Is this girl speaking the truth? Had Marian seen and then made her bet, and then deliberately drawn him step by step to that accursed arbour? And all so quietly—so secretly—without a thought of pity, of remorse!
No, it is not true! This girl is false—— And yet—that quick step Marian had taken; it had somehow, in some queer way, planted itself upon his memory.
Had she seen Tita go by with Hescott? She had called it a fair bet! Was it fair? Was there any truth anywhere? If she had seen them—if she had deliberately led him to spy upon them——
A very rage of anger swells up within his heart, and with it a first doubt—a first suspicion of the honour of her on whom he had set his soul! Perhaps the ground was ready for the sowing.
“Saw her? Yes, indeed,” says Minnie, still with the air of childish candour. “It was because I saw her that I was so frightened about Tita. Do you know, Sir Maurice,”—most ingenuously this—“I don’t think Mrs. Bethune likes Tita.”

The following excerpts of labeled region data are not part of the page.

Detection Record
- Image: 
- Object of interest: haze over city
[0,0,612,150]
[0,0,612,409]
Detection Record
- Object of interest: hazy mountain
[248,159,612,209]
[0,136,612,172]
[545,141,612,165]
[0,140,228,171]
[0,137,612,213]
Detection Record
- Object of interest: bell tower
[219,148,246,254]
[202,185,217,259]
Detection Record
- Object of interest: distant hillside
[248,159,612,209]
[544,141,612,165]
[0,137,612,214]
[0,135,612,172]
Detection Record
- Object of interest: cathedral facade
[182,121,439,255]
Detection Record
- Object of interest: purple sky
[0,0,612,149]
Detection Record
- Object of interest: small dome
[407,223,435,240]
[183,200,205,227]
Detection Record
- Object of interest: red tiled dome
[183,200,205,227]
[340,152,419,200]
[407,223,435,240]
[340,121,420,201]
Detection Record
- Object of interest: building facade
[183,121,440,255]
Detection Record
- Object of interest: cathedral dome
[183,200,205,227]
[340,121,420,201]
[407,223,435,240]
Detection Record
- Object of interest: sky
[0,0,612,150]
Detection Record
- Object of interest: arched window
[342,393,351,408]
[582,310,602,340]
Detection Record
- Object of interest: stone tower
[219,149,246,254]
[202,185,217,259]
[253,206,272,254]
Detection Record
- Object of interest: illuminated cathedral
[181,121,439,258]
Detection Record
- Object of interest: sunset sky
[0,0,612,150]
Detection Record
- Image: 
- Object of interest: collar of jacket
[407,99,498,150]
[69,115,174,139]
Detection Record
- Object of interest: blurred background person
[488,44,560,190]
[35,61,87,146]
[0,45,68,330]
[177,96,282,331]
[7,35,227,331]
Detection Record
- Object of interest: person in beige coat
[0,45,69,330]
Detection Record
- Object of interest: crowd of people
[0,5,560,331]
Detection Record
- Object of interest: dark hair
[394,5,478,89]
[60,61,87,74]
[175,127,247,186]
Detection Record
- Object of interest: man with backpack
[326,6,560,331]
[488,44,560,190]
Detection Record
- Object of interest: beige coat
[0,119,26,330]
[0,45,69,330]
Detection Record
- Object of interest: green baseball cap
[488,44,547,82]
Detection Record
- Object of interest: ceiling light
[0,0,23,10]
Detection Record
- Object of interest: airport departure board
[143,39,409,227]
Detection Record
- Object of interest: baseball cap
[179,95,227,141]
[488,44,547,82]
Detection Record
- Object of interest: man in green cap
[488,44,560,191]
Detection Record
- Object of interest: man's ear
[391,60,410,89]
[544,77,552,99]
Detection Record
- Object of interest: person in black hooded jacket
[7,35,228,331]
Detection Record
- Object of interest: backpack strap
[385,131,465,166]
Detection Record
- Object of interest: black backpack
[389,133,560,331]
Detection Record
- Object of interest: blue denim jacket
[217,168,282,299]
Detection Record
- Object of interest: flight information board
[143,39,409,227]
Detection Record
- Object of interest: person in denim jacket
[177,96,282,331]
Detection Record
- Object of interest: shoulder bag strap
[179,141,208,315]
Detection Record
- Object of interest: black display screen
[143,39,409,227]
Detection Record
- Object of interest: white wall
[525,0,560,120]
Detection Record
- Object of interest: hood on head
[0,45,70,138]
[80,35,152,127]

“Why should you suppose such a thing?” says Rylton. His face is dark and lowering. “Tita seems to me to be a person impossible to dislike.”
“Ah, that is what I think,” says Minnie. “And it made me the more surprised that Mrs. Bethune should look at her so unkindly. Well,” smiling very naturally and pleasantly, “I suppose there is nothing in it. It was only my love for Tita that made me come and tell you what was troubling me.”
“Why not tell Tita?”
“Ah, Tita is a little angel,” says Minnie Hescott. “I might as well speak to the winds as to her. I tried to tell her, you know, and——”
“And——”
He looked up eagerly.
“And she wouldn’t listen. I tell you she is an angel,” says Minnie, laughing. She stops. “I suppose it is all nonsense—all my own folly; but I am so fond of Tita, that I felt terrified when I saw Mrs. Bethune look so unkindly at her on the balcony.”
“You are sure you were not dreaming?” says Rylton, making an effort, and growing careless once again in his manner.
Minnie Hescott smiles too.
“I never dream,” says she.
CHAPTER V.
HOW MISS GOWER GOES FOR A PLEASANT ROW UPON THE LAKE
WITH HER
NEPHEW; AND HOW SHE ADMIRES THE SKY AND THE WATER;
AND HOW PRESENTLY
FEAR FALLS ON HER; AND HOW DEATH THREATENS HER; AND
HOW BY A MERE
SCRATCH OF A PEN SHE REGAINS SHORE AND LIFE.
“How delicious the water looks to-day!” says Miss Gower, gazing at the still lake beneath her with a sentimental eye. The eye is under one of the biggest sun-hats in Christendom. “And the sky,” continues Miss Gower, now casting the eye aloft, “is admirably arranged too. What a day for a row, and so late in the season, too!”
“‘Late, late, so late!’” quotes her nephew, in a gloomy tone.
“Nonsense!” sharply; “it is not so very late, after all. And even if it were there would be no necessity for being so lugubrious over it. And permit me to add, Randal, that when you take a lady out for a row, it is in the very worst possible taste to be in low spirits.”